Haplogroups

A haplogroup pertains to a set of haplotypes that share a common ancestor due to a single-nucleotide polymorphism (SNP) mutation. Specifically, haplogroups are made up of neighboring chromosomal positions' allele combinations that are closely linked and tend to be inherited together.

A haplotype refers to a collection of alleles inherited together from a single parent in an organism.

In humans, the majority of the genome is inherited from both parents, and recombination during the process "mixes" the two parental genotypes. Consequently, haplotype combinations are not preserved for many generations, and haplogroups are not well-defined. However, the Y chromosome and mitochondria (mtDNA) are inherited without recombination, with the former passed from father to son and the latter from mother to offspring of both sexes. Hence, we can trace extended haplogroups that remain conserved across many generations and change only due to random mutations.

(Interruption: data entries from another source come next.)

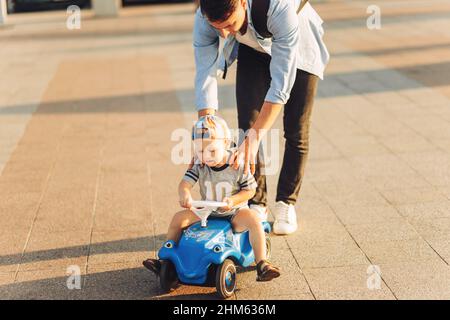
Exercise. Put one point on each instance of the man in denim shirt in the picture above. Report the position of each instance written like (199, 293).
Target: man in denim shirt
(272, 72)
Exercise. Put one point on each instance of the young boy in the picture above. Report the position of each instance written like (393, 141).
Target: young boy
(219, 182)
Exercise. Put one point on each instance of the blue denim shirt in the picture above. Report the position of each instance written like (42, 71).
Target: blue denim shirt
(296, 44)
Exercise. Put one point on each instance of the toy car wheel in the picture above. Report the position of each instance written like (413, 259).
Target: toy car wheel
(168, 278)
(268, 247)
(226, 279)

In the Y chromosome, haplogroups trace the patrilineal line of descent, while haplogroups in mitochondria trace the matrilineal line of descent.

As haplogroups are composed of similar haplotypes, it is often possible to predict a haplogroup from haplotypes. Every haplogroup stems from a single preceding haplogroup (or paragroup) and remains a part of it. Therefore, any related group of haplogroups can be modeled precisely as a nested hierarchy, with each haplogroup set also serving as a subset of a more comprehensive set. This is in contrast to biparental models such as human family trees.

Haplogroups extend from the most recent common ancestor (MRCA) to all subsequent descendants. The oldest haplogroup is Y-haplogroup A00, estimated as 338 thousand years ago.^[1]

Haplogroups are a useful tool to locate and date the rise of new populations. A few original founders can be identified by comparing the DNA analysis of multiple, seemingly unrelated, descendants^[2].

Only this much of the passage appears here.